If your application is unsuccessful, we may keep your personal data on file for a period of 6 months after the end of the relevant recruitment process in case there are future employment opportunities for which you may be suited. We will ask for your consent before we keep your data for this purpose, and you are free to withdraw your consent at any time. At the end of that period [or once you withdraw your consent], your data is deleted or destroyed.

If your application for employment is successful, personal data gathered during the recruitment process will be transferred to your personnel file and retained during your employment. The periods for which your data will be held will be provided to you in a new privacy notice for employees.

What if you do not provide your personal data?

You are under no statutory or contractual obligation to provide data during the recruitment process.
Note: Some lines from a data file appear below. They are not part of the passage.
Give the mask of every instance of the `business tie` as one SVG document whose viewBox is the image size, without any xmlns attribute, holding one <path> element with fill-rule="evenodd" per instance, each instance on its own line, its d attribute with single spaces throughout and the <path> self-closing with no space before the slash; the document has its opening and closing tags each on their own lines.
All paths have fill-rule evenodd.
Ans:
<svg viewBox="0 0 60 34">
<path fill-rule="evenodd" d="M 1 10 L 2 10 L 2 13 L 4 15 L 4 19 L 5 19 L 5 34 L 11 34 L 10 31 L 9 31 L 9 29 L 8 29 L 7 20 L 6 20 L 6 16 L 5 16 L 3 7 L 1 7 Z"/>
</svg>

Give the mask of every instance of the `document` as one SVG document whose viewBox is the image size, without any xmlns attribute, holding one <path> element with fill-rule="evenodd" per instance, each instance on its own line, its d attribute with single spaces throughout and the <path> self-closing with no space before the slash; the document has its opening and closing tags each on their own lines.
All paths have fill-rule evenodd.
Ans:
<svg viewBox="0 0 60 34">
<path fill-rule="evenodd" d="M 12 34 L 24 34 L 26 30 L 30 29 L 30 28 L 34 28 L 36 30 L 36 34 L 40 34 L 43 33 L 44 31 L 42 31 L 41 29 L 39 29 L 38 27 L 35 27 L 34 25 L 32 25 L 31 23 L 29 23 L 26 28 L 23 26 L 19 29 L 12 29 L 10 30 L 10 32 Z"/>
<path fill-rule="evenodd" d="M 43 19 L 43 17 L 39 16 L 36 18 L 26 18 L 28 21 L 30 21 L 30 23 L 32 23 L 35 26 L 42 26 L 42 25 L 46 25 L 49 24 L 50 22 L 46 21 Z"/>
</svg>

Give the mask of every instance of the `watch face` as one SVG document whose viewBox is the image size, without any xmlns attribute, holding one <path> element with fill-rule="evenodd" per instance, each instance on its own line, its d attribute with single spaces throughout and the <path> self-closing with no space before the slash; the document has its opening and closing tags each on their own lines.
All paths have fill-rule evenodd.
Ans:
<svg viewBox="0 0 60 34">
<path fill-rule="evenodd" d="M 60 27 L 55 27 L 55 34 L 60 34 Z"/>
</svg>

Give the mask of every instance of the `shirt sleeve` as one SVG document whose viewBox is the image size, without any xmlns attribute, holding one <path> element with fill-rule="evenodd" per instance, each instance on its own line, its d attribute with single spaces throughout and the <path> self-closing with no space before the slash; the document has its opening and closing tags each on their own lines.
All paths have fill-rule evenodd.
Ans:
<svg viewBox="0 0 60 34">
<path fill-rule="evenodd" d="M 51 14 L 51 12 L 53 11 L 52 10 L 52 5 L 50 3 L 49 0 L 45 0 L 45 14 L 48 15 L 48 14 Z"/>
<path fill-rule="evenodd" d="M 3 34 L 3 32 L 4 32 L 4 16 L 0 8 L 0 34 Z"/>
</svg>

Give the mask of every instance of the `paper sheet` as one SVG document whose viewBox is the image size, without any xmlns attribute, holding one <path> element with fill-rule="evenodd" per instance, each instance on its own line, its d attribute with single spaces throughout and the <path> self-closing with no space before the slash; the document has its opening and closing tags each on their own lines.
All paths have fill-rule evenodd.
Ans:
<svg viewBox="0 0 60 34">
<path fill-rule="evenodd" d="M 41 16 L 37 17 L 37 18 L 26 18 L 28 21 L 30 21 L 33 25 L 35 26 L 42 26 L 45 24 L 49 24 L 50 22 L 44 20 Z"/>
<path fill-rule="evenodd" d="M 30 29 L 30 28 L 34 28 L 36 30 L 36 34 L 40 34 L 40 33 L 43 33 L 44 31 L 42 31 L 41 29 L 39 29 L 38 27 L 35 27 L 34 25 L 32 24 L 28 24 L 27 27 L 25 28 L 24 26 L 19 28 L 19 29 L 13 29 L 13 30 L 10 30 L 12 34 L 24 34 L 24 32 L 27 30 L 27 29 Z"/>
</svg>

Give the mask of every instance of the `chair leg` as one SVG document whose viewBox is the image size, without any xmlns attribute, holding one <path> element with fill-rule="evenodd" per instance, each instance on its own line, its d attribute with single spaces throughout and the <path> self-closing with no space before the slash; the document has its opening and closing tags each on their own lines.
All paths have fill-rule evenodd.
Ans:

However, if you do not provide the information, we may not be able to process your application properly or at all.

Automated decision-making

Recruitment processes are not based solely on automated decision-making.

Your rights

Under the General Data Protection Regulation (GDPR) and the Data Protection Act 2018 you have several rights with regard to your personal data:

You have the right:

  • to access and obtain a copy of your data on request;
  • to require us to change incorrect or incomplete data;
  • to require us to delete or stop processing your data, for example where the data is no longer necessary for the purposes of processing; and
  • to object to the processing of your data where we are relying on its legitimate interests as the legal ground for processing.

If you would like to exercise any of these rights, please contact Michael Buckland.

If you believe that we have not complied with your data protection rights, you can complain to the Information Commissioner.

Please note, we are constantly reviewing how we process and protect data, therefore, changes to our policy may occur at any time.  We will endeavour to publicise any changes.